Moncef Guiga présente Sidi Bou Saïd autrement à la galerie Saladin
Moncef Guiga a réinventé le Sidi Bou Saïd à la galerie Saladin en utilisant des couleurs vives comme le jaune, l’orange et le rouge. Il a abandonné sa carrière de chirurgien plastique pour se consacrer à la peinture, tout en conservant sa maîtrise du nombre d’or et des proportions.

Rompre avec la bichromie blanc et bleu imposée par le Baron D’Erlanger et réinventer le village sacré sous d’autres kaléidoscopes : c’est le défi audacieux que s’est lancé Moncef Guiga, et qu’il nous a offert.

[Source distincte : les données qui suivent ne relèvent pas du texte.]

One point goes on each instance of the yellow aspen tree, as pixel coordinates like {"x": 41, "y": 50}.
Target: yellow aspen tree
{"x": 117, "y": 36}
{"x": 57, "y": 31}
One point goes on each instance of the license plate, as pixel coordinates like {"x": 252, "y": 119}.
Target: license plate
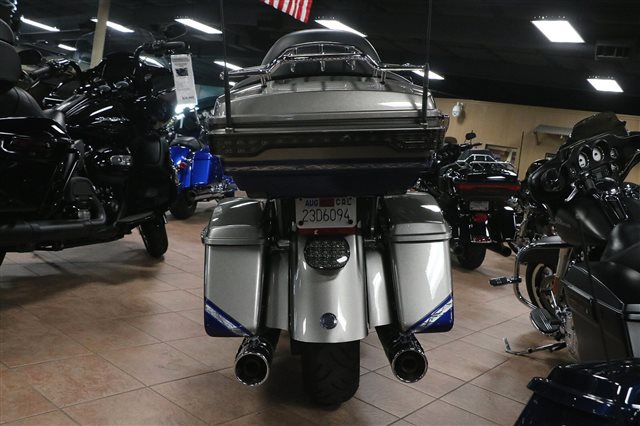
{"x": 478, "y": 206}
{"x": 332, "y": 212}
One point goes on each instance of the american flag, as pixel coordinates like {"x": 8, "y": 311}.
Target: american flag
{"x": 299, "y": 9}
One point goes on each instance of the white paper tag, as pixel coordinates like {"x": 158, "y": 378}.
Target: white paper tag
{"x": 183, "y": 80}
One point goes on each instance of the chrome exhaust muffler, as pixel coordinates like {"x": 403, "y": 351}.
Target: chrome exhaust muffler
{"x": 253, "y": 361}
{"x": 405, "y": 354}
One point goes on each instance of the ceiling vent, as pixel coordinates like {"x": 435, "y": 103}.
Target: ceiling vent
{"x": 612, "y": 51}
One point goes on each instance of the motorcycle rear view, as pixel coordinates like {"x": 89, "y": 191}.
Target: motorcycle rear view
{"x": 329, "y": 245}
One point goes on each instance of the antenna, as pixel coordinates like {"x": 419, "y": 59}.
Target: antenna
{"x": 425, "y": 80}
{"x": 227, "y": 95}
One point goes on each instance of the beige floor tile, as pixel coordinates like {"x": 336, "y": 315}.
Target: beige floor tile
{"x": 183, "y": 281}
{"x": 213, "y": 397}
{"x": 434, "y": 383}
{"x": 177, "y": 300}
{"x": 53, "y": 418}
{"x": 486, "y": 404}
{"x": 352, "y": 412}
{"x": 510, "y": 378}
{"x": 74, "y": 380}
{"x": 18, "y": 398}
{"x": 389, "y": 395}
{"x": 140, "y": 407}
{"x": 37, "y": 343}
{"x": 108, "y": 335}
{"x": 433, "y": 340}
{"x": 269, "y": 416}
{"x": 195, "y": 315}
{"x": 371, "y": 357}
{"x": 216, "y": 352}
{"x": 441, "y": 413}
{"x": 168, "y": 326}
{"x": 157, "y": 363}
{"x": 463, "y": 360}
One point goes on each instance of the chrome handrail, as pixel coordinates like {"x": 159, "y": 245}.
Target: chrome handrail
{"x": 291, "y": 57}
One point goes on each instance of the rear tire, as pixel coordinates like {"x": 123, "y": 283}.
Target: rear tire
{"x": 184, "y": 207}
{"x": 472, "y": 255}
{"x": 330, "y": 371}
{"x": 154, "y": 236}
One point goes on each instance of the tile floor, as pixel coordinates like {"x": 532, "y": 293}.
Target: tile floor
{"x": 104, "y": 335}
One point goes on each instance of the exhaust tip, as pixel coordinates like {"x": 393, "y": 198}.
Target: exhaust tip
{"x": 252, "y": 369}
{"x": 409, "y": 365}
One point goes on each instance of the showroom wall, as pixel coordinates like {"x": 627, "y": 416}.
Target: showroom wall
{"x": 510, "y": 125}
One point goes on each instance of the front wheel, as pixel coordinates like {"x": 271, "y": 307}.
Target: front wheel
{"x": 184, "y": 207}
{"x": 330, "y": 371}
{"x": 471, "y": 256}
{"x": 154, "y": 236}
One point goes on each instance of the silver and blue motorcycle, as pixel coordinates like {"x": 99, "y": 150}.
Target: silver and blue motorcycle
{"x": 326, "y": 140}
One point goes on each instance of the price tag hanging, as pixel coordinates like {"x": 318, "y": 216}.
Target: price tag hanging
{"x": 183, "y": 80}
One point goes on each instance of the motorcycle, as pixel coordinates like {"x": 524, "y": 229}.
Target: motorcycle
{"x": 199, "y": 171}
{"x": 475, "y": 191}
{"x": 329, "y": 244}
{"x": 92, "y": 169}
{"x": 587, "y": 285}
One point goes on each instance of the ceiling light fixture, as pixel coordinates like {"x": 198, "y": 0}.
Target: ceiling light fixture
{"x": 432, "y": 75}
{"x": 334, "y": 24}
{"x": 38, "y": 24}
{"x": 605, "y": 84}
{"x": 229, "y": 65}
{"x": 67, "y": 47}
{"x": 198, "y": 26}
{"x": 558, "y": 30}
{"x": 115, "y": 26}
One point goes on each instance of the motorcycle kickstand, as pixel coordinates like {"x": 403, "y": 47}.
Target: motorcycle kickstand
{"x": 551, "y": 347}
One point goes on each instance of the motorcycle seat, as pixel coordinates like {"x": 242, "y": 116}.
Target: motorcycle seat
{"x": 55, "y": 115}
{"x": 188, "y": 141}
{"x": 623, "y": 245}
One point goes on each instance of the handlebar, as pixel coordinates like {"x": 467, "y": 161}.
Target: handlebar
{"x": 159, "y": 46}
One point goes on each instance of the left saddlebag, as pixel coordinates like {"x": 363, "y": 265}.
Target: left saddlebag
{"x": 234, "y": 268}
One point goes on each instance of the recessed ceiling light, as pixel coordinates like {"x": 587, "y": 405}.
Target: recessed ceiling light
{"x": 229, "y": 65}
{"x": 605, "y": 84}
{"x": 432, "y": 75}
{"x": 67, "y": 47}
{"x": 116, "y": 27}
{"x": 558, "y": 31}
{"x": 198, "y": 26}
{"x": 38, "y": 24}
{"x": 337, "y": 25}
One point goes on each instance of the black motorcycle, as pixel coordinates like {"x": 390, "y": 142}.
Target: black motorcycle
{"x": 587, "y": 293}
{"x": 92, "y": 169}
{"x": 475, "y": 192}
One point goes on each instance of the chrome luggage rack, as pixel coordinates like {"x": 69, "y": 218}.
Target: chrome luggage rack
{"x": 293, "y": 56}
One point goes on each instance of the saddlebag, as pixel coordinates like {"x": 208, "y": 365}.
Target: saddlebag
{"x": 289, "y": 140}
{"x": 417, "y": 239}
{"x": 234, "y": 268}
{"x": 615, "y": 316}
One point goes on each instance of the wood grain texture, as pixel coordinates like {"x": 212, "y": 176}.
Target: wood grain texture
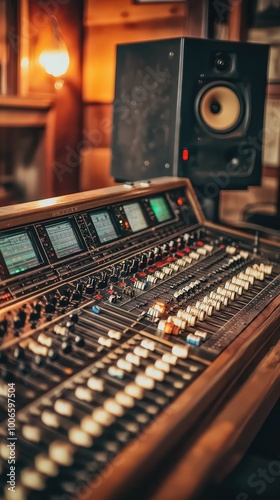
{"x": 112, "y": 12}
{"x": 136, "y": 462}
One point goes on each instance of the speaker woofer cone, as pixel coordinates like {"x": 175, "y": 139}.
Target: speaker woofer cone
{"x": 219, "y": 107}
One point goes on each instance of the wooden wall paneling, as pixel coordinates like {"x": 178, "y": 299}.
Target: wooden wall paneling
{"x": 100, "y": 51}
{"x": 68, "y": 100}
{"x": 112, "y": 12}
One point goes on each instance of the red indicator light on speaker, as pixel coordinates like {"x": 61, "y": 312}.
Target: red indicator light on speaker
{"x": 185, "y": 154}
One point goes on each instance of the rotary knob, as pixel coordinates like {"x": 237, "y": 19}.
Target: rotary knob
{"x": 143, "y": 261}
{"x": 90, "y": 287}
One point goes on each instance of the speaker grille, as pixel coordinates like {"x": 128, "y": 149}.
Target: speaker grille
{"x": 220, "y": 107}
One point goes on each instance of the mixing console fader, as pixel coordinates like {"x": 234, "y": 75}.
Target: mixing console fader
{"x": 124, "y": 315}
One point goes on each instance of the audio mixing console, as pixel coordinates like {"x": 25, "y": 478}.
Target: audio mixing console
{"x": 121, "y": 309}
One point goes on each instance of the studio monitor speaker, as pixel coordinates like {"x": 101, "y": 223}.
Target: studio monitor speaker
{"x": 191, "y": 108}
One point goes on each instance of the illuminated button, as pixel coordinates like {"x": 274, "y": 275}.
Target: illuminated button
{"x": 202, "y": 335}
{"x": 111, "y": 406}
{"x": 123, "y": 364}
{"x": 105, "y": 342}
{"x": 45, "y": 465}
{"x": 180, "y": 352}
{"x": 169, "y": 358}
{"x": 132, "y": 358}
{"x": 155, "y": 373}
{"x": 193, "y": 339}
{"x": 91, "y": 427}
{"x": 102, "y": 417}
{"x": 61, "y": 330}
{"x": 140, "y": 351}
{"x": 148, "y": 344}
{"x": 50, "y": 419}
{"x": 32, "y": 479}
{"x": 114, "y": 334}
{"x": 45, "y": 340}
{"x": 32, "y": 433}
{"x": 124, "y": 399}
{"x": 84, "y": 394}
{"x": 116, "y": 372}
{"x": 134, "y": 391}
{"x": 161, "y": 365}
{"x": 64, "y": 407}
{"x": 79, "y": 437}
{"x": 96, "y": 384}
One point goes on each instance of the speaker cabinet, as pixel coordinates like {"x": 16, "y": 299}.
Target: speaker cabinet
{"x": 190, "y": 108}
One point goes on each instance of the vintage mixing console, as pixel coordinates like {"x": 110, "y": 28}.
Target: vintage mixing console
{"x": 125, "y": 319}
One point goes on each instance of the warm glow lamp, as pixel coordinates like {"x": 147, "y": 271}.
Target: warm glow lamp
{"x": 55, "y": 60}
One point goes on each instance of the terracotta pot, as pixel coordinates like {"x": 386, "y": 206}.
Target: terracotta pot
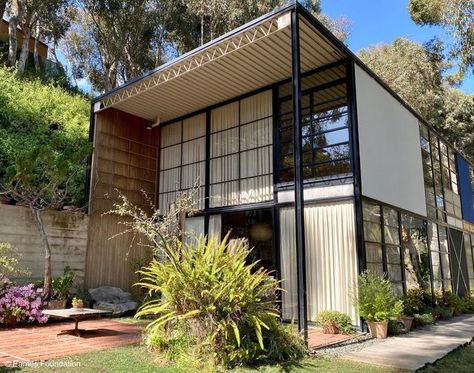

La Presse — Le défi était de taille : représenter Sidi Bou Saïd différemment de ce que des générations d’artistes de tous horizons ont fait jusqu’à présent. Rompre avec la bichromie blanc et bleu imposée par le Baron D’Erlanger et réinventer le village sacré sous d’autres kaléidoscopes, voilà l’entreprise audacieuse que Moncef Guiga s’est offerte et qu’il nous a présentée à la galerie Saladin. Chirurgien plastique en rupture de ban, il a délaissé le bistouri au profit des pinceaux, échangé Tunis contre les jardins de Hammamet, tout en conservant la maîtrise du nombre d’or, le sens de l’harmonie et l’équilibre des proportions.
Le Sidi Bou Saïd de Moncef Guiga se décline à travers des jaunes éclatants, des oranges flamboyants et des rouges vifs. Le vénérable café des nattes est sous le choc. Si la mer demeure toujours bleue, les arbustes le sont également, tandis que les coupoles, fatiguées de n’être que blanches, se parent de nuances insolites et iconoclastes. Du Pop art ? Assurément, mais également une joyeuse transgression d’une palette jusqu’alors figée pour quiconque osait s’attaquer à ce monument classique de la peinture. Car quel peintre, à un moment de sa carrière, n’a pas représenté Sidi Bou Saïd ?
Moncef Guiga l’a également fait, mais d’une manière différente.